Scoprite perché i backup locali non sono sufficienti ad assicurare la continuità aziendale e la protezione dei dati.
Per più di quarant'anni le organizzazioni si sono affidate a Claris FileMaker per le operazioni quotidiane. Hanno messo FileMaker al centro dell'attività e, sebbene questo offra un notevole valore, le organizzazioni di maggior successo considerano l'affidabilità e la resilienza come parte integrante della soluzione stessa, non come un elemento da aggiungere in un secondo tempo.
Le grandi aziende, che dispongono di risorse da investire nella continuità aziendale, spesso si appoggiano a terzi per gestire i backup dei dati di Filemaker per loro conto. È possibile che alcune organizzazioni più piccole abbiano messo assieme strategie di backup che tuttavia non prevedono tutto ciò che occorre per assicurare la continuità del flusso di lavoro e la protezione dei dati. Fanno troppo affidamento sull'infrastruttura locale.
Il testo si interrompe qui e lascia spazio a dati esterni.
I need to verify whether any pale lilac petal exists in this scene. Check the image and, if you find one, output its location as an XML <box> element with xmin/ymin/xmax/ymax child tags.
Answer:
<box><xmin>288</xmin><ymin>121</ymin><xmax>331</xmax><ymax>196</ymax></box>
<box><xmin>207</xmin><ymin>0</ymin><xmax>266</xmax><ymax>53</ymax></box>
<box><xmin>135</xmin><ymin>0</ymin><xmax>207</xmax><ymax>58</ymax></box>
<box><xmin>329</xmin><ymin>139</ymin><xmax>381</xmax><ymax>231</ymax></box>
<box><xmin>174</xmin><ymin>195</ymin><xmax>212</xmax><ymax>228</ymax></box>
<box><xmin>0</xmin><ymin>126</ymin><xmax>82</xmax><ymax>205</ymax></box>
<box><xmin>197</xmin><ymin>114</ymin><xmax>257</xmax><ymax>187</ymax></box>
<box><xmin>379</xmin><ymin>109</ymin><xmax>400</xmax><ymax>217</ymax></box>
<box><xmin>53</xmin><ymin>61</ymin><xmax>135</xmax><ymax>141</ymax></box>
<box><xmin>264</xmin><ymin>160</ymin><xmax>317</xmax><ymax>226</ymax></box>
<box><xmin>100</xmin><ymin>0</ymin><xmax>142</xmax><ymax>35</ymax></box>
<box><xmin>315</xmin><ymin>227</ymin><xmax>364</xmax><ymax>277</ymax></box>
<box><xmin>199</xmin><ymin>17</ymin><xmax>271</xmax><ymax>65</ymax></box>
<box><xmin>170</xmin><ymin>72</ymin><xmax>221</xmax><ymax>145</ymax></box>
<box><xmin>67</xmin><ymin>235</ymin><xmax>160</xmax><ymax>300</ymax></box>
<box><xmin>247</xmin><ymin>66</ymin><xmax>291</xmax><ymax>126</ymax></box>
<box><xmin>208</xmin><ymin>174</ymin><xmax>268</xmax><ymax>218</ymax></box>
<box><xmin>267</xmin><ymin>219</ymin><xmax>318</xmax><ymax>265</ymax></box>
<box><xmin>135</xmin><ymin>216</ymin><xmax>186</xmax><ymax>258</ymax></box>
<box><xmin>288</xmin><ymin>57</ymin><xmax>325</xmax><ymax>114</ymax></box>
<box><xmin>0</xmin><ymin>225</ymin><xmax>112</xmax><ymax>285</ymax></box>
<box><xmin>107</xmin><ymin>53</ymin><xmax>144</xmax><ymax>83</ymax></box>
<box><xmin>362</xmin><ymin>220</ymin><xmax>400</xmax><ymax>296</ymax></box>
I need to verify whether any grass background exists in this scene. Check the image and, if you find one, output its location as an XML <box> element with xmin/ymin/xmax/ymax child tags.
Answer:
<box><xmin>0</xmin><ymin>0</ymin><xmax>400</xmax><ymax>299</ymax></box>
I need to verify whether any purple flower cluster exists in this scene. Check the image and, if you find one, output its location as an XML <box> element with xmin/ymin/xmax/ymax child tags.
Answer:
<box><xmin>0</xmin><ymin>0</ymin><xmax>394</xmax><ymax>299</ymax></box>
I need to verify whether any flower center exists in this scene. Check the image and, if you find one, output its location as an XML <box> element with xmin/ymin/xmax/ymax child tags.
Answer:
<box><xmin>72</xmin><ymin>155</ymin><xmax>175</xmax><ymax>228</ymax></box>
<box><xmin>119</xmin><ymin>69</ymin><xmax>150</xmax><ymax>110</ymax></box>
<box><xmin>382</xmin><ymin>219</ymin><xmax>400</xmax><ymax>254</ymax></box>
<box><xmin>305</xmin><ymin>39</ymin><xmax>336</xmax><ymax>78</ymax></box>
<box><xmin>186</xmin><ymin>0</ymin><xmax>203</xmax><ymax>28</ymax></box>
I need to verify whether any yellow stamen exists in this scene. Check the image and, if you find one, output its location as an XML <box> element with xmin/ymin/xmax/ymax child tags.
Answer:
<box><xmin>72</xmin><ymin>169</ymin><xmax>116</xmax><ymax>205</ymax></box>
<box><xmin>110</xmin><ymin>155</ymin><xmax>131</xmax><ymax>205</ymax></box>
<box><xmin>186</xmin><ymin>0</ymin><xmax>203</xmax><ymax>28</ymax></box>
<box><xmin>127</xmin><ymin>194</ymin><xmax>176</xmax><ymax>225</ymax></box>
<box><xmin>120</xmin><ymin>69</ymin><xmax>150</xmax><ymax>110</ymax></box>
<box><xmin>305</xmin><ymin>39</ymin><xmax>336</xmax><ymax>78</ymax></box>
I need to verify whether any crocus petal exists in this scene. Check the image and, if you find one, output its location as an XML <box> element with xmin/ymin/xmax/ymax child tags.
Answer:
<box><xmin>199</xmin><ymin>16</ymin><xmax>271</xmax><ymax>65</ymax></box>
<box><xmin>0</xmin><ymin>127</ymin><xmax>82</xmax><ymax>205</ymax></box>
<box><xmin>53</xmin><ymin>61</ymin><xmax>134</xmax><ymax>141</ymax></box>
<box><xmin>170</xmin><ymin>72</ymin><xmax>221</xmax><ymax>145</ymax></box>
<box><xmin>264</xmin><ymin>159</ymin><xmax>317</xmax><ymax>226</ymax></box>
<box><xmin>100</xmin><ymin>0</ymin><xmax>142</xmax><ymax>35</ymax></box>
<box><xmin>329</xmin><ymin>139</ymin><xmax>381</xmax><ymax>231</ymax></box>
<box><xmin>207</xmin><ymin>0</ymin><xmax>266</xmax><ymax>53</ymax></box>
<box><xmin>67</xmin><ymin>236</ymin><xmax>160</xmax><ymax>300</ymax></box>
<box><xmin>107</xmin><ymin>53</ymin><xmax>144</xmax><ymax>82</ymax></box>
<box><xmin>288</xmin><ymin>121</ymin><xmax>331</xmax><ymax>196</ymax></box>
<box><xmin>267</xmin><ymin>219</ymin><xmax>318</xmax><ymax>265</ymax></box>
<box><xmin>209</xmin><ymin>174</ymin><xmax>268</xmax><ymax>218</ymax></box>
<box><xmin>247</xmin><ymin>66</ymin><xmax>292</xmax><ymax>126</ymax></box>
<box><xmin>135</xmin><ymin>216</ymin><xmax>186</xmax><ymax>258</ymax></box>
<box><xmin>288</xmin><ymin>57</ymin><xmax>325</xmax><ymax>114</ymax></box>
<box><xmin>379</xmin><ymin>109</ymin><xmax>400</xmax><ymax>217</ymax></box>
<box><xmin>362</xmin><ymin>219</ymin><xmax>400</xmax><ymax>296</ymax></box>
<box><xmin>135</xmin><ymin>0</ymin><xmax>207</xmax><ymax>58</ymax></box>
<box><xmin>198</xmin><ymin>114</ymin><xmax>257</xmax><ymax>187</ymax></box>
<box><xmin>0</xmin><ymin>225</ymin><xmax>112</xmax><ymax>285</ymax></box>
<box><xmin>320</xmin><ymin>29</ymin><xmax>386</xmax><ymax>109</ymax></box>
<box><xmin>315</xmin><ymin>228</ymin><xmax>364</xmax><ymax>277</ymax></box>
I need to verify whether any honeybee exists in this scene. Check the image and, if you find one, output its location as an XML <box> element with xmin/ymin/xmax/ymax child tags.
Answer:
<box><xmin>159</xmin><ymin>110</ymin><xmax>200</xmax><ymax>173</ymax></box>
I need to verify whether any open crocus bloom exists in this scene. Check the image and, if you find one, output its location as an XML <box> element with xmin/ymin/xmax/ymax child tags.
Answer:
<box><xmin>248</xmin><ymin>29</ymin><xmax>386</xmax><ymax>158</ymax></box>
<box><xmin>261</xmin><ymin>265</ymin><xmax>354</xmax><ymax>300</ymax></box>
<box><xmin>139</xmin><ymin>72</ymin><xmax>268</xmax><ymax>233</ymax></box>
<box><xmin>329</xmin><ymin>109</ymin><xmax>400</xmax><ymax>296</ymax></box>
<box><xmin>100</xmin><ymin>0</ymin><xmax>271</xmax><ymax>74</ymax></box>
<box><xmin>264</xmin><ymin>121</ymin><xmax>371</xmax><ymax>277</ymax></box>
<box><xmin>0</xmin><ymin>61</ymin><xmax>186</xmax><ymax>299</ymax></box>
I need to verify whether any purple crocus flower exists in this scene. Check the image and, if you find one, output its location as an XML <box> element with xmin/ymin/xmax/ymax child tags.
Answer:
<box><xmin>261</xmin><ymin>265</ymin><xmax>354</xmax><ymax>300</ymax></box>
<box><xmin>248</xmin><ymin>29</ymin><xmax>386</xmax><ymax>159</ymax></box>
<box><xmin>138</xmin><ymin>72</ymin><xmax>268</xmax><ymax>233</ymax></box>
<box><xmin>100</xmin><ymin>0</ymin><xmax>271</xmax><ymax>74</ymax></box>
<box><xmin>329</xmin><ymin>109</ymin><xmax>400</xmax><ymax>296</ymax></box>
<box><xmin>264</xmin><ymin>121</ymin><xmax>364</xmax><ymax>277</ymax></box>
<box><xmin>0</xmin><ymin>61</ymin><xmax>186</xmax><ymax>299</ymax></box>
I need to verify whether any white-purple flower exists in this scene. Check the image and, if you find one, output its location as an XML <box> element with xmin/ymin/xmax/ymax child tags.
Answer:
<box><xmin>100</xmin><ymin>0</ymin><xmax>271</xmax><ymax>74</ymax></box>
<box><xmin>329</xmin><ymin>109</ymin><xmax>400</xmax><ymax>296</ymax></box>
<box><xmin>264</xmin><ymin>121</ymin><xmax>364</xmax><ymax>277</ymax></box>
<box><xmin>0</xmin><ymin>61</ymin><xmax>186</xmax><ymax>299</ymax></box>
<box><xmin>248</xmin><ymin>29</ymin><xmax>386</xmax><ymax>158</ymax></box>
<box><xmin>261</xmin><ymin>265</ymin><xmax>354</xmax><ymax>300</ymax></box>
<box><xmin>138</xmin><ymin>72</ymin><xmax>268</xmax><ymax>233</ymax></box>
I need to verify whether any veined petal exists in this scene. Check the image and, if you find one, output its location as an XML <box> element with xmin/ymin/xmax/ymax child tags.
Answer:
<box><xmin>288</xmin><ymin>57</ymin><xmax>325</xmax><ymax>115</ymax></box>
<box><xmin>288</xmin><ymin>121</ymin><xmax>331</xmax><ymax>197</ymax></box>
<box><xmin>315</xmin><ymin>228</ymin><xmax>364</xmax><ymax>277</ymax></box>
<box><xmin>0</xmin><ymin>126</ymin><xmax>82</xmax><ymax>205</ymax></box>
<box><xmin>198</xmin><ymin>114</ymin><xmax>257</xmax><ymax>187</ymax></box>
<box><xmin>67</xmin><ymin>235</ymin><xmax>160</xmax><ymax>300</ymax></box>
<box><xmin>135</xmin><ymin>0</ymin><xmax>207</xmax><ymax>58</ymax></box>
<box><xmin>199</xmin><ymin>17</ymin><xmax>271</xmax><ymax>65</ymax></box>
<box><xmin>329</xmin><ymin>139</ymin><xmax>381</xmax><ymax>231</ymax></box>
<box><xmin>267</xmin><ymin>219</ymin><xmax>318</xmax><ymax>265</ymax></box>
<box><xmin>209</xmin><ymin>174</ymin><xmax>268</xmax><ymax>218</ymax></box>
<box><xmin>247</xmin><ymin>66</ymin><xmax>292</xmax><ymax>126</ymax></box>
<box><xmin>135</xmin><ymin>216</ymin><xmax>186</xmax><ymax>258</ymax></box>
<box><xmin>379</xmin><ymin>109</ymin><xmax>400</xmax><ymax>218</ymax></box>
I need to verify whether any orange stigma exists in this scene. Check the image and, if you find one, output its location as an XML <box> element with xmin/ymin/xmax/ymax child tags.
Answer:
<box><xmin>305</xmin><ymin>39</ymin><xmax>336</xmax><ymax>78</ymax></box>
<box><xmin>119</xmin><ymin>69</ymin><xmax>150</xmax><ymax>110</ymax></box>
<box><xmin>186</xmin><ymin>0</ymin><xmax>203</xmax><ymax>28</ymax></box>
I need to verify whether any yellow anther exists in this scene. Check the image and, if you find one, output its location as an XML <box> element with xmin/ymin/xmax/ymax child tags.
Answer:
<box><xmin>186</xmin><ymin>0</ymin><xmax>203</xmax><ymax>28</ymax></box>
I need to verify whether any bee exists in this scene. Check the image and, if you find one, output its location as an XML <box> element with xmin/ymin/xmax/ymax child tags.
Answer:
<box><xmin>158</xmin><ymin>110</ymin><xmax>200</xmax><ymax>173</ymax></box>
In che cosa consiste il vostro piano di protezione?
Pensando a una strategia di continuità aziendale per FileMaker Server, è importante sapere che cosa dovrebbe comprendere quel piano.
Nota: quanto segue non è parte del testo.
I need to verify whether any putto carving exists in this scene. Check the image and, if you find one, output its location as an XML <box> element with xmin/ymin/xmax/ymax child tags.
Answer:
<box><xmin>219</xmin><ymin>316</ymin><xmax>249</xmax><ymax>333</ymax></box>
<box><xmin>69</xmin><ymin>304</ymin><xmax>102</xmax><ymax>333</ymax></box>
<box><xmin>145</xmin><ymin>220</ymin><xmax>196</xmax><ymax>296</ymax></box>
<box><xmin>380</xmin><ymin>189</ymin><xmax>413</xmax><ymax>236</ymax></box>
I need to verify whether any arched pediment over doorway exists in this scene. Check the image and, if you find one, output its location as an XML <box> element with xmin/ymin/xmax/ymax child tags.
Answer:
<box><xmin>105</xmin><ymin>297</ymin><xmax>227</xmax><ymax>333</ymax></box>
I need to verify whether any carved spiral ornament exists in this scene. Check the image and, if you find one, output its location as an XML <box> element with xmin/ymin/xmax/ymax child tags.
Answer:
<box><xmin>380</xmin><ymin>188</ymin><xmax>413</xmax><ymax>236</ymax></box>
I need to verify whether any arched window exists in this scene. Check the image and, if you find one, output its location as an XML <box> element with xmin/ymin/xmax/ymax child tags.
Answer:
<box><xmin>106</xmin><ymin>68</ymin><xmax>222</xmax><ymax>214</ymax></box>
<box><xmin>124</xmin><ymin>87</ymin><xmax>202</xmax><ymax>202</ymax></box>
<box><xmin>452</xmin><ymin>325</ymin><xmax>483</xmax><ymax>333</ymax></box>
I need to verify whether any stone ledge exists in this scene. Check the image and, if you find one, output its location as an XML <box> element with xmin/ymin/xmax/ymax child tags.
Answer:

Capire il ripristino di emergenza e la continuità aziendale.
Il ripristino di emergenza e la continuità aziendale sono fondamentali per mantenere l'ambiente Claris FileMaker Server affidabile e uno svolgimento fluido delle attività. Capire come funziona ogni componente può aiutare a costruire una strategia che abbassi il rischio, protegga i dati e riduca al minimo i tempi di inattività.
I backup sono copie temporizzate dei dati che possono essere ripristinate se l'originale va perso, è corrotto o compromesso. I backup sono sicuramente fondamentali, ma da soli non offrono una protezione totale.
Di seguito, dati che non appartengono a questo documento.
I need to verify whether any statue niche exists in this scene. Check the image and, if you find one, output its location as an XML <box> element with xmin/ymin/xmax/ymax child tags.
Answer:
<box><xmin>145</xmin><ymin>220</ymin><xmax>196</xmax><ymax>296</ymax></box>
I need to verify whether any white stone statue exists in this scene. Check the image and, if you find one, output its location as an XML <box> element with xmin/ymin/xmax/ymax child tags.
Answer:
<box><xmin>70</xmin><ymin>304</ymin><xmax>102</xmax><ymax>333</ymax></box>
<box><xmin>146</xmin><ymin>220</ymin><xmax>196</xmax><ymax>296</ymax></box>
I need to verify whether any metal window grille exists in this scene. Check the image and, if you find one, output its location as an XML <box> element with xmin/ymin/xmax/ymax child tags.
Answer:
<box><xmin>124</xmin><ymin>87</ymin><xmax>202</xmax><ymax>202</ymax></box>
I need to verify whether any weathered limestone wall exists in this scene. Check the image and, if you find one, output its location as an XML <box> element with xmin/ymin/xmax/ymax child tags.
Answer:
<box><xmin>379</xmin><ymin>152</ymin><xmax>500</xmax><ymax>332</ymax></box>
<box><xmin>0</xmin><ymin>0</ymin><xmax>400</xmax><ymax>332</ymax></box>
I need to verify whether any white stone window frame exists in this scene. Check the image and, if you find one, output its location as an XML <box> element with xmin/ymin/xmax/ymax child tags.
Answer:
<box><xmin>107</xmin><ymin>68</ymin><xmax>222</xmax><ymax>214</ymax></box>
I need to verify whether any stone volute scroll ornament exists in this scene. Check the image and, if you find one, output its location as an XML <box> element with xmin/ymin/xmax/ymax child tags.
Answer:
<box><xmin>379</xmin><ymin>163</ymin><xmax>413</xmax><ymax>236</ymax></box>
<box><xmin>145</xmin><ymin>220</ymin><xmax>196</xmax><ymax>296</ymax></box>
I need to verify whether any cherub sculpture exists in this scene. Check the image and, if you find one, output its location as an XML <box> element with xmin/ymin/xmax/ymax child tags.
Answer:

Il ripristino di emergenza si concentra sulla velocità con cui è possibile ripristinare FileMaker Server e i dati dopo un'interruzione di corrente, un guasto dell'hardware o un attacco informatico. L'obiettivo è semplice: ridurre i tempi di inattività e prevenire la perdita di dati in modo che l'azienda possa effettuare il ripristino più rapidamente.
La continuità aziendale va ancora oltre. Consiste nel mantenere l'organizzazione operativa durante e dopo un incidente, anche se un sistema critico non è più disponibile. Anziché attendere il ripristino, l'azienda continua a lavorare durante la crisi.
Se i rischi di esposizione sono considerevoli, la posta in gioco è diversa per ogni organizzazione. Capire che cosa sia in ballo per la vostra organizzazione è il punto di partenza per qualsiasi strategia di continuità significativa:
- Settore sanitario: FileMaker è fondamentale per i dati dei pazienti, la programmazione di appuntamenti e la fatturazione. Per non citare l'HIPAA e altri standard di conformità. Se il sistema subisce un'interruzione, una pratica medica si interrompe, ma i pazienti hanno comunque bisogno di cure e gli obblighi di conformità non si interrompono. Per questo occorre che un piano di continuità aziendale faccia parte anche dello standard di cura.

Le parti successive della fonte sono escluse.